Can you give us a little bit of color around the type of customers, like you've got, you know, large scale,
complex, always on, you know, requirements for either your business or your mission,
because, you know, it includes some government customers as well. And there's only so many ways
you can have this much data, and there's only some certain use cases that need this. And so,
we have a pretty good sense of who they are. We actually have the way we model the market is we do a lot of research where we'll go off and identify a use case and write down in a spreadsheet, who are all the customers?
How much data do they have to analyze?
Really understand it on a bottoms up basis.
So the biggest market right now is telcos.
Telcos are big networks. And they're going through a process
right now of making what I think is the largest investment in human history, which is 5G. I think
they're spending somewhere between $5 and $10 trillion on 5G, which is a very big number.
And 5G is amazing. It's not only amazing price performance, super high location
resolution that's going to enable all these new apps, but it's also the first real redo of the
backend infrastructure of mobile telephony in a long time. So there's a lot going on there.
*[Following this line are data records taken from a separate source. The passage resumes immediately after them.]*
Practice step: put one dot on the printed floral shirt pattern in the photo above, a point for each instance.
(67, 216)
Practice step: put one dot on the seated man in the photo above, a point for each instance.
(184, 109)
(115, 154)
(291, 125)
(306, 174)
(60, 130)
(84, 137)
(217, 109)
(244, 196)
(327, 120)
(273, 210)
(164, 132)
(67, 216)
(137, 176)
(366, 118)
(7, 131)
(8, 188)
It's amazing. It's going to happen. And there's no denying the world will benefit from its use. A challenge for that is
in 4G, the amount of data, metadata that a large telco makes is already at a scale that they can't
analyze. So if you're a major telco, your network connects things a lot. Like your phone wants to
buy something,
it's going to make 10 connections to do that. And this is constantly happening.
So a major telco will make a trillion connections every two days, maybe every three days.
And if you want to go back and analyze, like, why is my network slow in Boston yesterday? Or
where should I put my next cell tower, or things like that that you
need to do. Or there's also compliance reasons why you have to have this data and analyze it.
Already, they can't analyze at that scale, that trillion scale. Along comes 5G. 5G increases the
amount of metadata that a telco network creates by 30 to 50 times. So they're already like, I don't know
how to deal with this volume that I have today. And it's going to 30 to 50 X. And, you know, the
marketing people at those telcos, what they're doing is they're going to go sell 5G. And the
IT people that have to run the network, they don't get to say, whoa, whoa, whoa, slow down. You know,
this is really hard. How am I going to deal with this metadata? No, they don't get a vote. They just get a problem and they have to solve that problem.
So that's one example. We also see it in vehicles. Vehicles are the same thing. A car,
a typical car today makes petabytes of data. And right now they have to just throw most of it away
because they can't analyze it
at that scale that it's made. We also see this in ad tech. We also see this in other markets
like financial services. So there's these very specific markets that have this kind of requirement
where they're just dealing with the scale of data. There's a close relationship, I think, between HPC and massive data scale and, of course, emerging AI applications.
So talk a little bit about how AI applications are starting to demand this kind of scale. which is emerging as one of the key technologies that are powering practical applications of AI,
as opposed to just check out my cool chatbot. Well, I think if you step back, there's been a
lot of AI revolutions over the decades. This is not the first time the world has been captivated
by AI. What I would say is different about this round is not
only is the technology, you know, better and amazing, but it's like the first time AI has
dealt with scale. It used to be, you know, AI, you know, I did some AI programming back in the 80s
and, you know, it was like, you know, a megabyte of data, you know, something like that. And it wasn't scale.
And, you know, when you look at like what large language models are doing, kind of for the first time, they're able to understand the whole, you know, whole language.
And every time it's been expressed on the Internet, which is giant, like that's a scale of AI that just that's new.
The prior revolutions couldn't do that technically.
So I think that's that's kind of the one of the big differences,
maybe the big difference in this AI revolution that we're going through now.
But that creates challenges.
And one of those challenges is if you want to analyze
the world's language or analyze the world's network
metadata or analyze, you know,
all the vehicle telematics data and have AI have the intelligence of what that data
is saying. Well, you have to have that data in, you know, one in an analyzable form,
and it never starts in that form. So that loading and transformation, and it's not a one-time thing.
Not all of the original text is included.